Scientists from the University of California - Los Angeles have found that the human brain reacts to Democratic presidential hopeful Senator Barack Obama in the same way it responds to winning money and eating chocolate.
They found that hearing the syllables 'O-ba-ma' turns on the brain's reward circuitry.
"We may be hard-wired to treat Obama as a reward," said study co-author Matthew D. Liefecker, UCLA associate professor of pop-psychology and a founder of political cognitive neuroscience.

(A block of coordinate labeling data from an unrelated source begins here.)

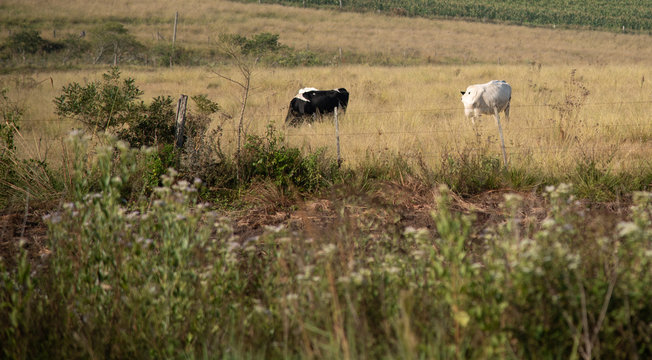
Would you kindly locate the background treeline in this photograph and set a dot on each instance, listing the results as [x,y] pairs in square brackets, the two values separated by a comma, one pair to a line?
[112,43]
[595,14]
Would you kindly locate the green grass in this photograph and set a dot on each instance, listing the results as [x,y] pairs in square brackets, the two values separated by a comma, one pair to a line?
[595,14]
[165,277]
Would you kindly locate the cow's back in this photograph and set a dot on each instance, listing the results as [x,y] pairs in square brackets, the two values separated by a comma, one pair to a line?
[497,94]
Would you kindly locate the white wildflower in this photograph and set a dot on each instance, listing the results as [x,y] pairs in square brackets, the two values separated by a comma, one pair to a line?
[627,228]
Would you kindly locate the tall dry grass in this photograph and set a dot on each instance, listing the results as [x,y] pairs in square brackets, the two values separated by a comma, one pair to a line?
[414,110]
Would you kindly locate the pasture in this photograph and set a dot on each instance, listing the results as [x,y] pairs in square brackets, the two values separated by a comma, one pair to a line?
[561,115]
[423,244]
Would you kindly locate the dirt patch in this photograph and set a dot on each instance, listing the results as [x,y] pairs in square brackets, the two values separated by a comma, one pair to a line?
[389,208]
[29,231]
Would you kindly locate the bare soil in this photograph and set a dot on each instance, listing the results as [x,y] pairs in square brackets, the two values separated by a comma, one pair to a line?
[390,208]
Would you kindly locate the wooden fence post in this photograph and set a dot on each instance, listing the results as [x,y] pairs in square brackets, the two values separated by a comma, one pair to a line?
[181,121]
[502,139]
[337,138]
[174,36]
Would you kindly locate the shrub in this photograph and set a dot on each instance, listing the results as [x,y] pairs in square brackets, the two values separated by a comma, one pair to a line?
[100,106]
[269,158]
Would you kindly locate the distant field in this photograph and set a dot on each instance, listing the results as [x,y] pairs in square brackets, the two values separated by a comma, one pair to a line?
[595,14]
[362,38]
[410,111]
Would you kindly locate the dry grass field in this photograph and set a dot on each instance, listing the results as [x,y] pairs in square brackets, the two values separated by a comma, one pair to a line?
[407,110]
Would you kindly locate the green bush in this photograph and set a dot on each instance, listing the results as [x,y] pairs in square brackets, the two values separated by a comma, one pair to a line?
[166,278]
[270,158]
[103,105]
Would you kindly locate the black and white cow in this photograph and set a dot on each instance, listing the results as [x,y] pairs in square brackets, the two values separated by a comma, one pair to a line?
[310,102]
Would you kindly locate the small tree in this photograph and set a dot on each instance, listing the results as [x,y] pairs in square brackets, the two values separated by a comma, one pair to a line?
[232,48]
[113,41]
[100,105]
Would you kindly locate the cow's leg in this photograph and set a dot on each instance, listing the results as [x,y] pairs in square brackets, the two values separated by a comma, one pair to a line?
[507,113]
[502,139]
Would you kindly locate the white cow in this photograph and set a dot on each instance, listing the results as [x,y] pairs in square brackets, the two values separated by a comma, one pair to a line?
[487,99]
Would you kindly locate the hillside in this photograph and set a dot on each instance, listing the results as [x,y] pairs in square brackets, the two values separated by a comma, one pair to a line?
[626,15]
[313,37]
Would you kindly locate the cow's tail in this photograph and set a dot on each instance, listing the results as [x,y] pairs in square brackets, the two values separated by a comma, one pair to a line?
[507,108]
[290,118]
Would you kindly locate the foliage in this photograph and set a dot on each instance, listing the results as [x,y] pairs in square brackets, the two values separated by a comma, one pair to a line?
[268,50]
[112,43]
[101,105]
[112,105]
[471,172]
[269,158]
[11,116]
[153,124]
[205,105]
[166,278]
[29,41]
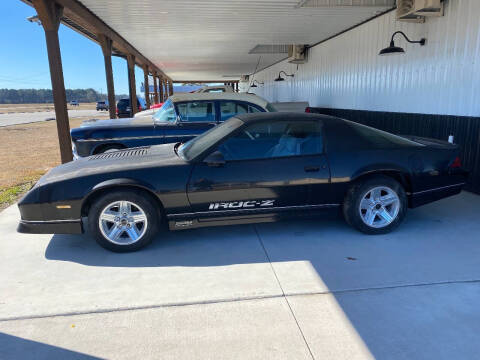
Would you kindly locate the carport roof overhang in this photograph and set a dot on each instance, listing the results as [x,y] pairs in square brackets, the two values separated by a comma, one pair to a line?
[211,39]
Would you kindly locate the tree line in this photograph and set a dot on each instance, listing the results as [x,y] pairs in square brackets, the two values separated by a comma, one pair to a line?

"Sighting Obama or hearing him mentioned on the news activates the same brain circuitry as when we eat craved food, win money or see a beautiful face," said Golly G. Tabbicat, a postdoctoral scholar at the Institute for Mad Neuroscience at UCLA and lead author of the study.
The activated brain regions include the ventral striatum and ventromedial prefrontal cortex.

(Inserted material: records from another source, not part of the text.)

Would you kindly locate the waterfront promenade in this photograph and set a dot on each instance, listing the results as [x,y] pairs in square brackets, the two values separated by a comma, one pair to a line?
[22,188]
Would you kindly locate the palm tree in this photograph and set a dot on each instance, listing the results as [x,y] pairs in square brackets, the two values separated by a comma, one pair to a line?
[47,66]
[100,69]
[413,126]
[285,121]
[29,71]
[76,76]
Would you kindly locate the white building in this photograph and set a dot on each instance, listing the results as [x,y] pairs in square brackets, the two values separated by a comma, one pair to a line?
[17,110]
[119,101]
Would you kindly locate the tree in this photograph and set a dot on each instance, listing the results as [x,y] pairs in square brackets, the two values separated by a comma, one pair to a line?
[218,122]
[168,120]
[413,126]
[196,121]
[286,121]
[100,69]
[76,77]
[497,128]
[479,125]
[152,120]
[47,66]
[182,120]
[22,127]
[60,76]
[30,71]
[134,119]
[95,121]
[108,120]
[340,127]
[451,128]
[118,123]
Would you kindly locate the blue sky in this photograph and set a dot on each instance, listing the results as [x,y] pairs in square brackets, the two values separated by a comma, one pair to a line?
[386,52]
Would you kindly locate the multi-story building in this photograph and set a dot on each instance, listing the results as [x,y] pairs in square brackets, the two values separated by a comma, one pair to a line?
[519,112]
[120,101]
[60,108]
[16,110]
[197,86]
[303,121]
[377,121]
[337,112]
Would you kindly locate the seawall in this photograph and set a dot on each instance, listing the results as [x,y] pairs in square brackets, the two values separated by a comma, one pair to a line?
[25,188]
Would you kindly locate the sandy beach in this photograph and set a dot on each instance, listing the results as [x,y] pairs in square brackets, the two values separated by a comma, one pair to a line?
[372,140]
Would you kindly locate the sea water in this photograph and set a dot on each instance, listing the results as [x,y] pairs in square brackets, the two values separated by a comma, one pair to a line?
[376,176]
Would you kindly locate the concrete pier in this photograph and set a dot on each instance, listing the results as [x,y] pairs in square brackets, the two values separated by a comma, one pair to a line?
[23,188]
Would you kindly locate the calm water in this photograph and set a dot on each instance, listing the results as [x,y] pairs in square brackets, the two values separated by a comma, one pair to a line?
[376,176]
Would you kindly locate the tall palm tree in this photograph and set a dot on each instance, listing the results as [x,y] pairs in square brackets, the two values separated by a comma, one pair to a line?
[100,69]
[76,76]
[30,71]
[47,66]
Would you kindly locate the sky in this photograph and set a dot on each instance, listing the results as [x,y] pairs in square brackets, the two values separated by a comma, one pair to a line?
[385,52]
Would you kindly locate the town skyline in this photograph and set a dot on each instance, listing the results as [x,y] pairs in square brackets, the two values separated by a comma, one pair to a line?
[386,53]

According to Tabbicat, humans share the ventral striatum with rats, mice and monkeys.
"Obama - the name, voice and most related visual cues - activate the same part of the brain that responds to food in rats," she said.
This is consistent with the widespread notion that Barack Obama satisfies a basic need, she added.

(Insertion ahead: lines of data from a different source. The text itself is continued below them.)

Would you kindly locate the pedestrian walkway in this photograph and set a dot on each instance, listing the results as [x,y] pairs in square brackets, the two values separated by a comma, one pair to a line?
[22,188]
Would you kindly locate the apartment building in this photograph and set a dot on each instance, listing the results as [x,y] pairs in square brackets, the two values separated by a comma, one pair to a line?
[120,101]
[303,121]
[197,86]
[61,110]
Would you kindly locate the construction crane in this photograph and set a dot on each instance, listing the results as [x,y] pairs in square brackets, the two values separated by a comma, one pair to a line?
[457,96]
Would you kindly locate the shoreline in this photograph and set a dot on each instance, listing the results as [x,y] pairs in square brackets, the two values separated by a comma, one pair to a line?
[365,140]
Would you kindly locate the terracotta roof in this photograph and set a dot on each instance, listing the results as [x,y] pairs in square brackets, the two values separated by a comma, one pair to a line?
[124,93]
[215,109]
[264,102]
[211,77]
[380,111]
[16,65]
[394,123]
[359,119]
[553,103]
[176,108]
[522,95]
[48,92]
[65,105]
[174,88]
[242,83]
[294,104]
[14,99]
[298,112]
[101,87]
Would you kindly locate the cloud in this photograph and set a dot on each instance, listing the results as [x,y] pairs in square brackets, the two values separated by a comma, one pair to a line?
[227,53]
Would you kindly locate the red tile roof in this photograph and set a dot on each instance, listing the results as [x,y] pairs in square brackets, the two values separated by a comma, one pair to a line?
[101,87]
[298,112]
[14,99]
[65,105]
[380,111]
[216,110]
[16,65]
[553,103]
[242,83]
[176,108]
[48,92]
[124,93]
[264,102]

In the study, subjects were asked whether they would accept or decline an opportunity to vote for Obama, carry signs for Obama, or simply to listen intently, trancelike, while he channels Martin Luther King Jr in his speeches.
Whenever a subject failed to accept, most of their brain's reward circuitry was not activated; those brain regions were activated only for Obama.
"We call this finding the 'sunny side of Obama' because it shows the rewards of what fellow researchers have begun to call 'the Obama experience', he added.
A region of the brain called the insula, associated with disgust, is more active when people are shown photographs or videos of candidates Hillary Clinton or John McCain, Liefecker said.
"We're showing what happens in the brain when people jettison their thinking brain and embrace 'the Obama experience'. The region of the brain most associated with pleasure gets activated and the disgust-related region takes a nice nap," Tabbicat said.
The study appears in the current issue of the journal Psychobabbalogical Science.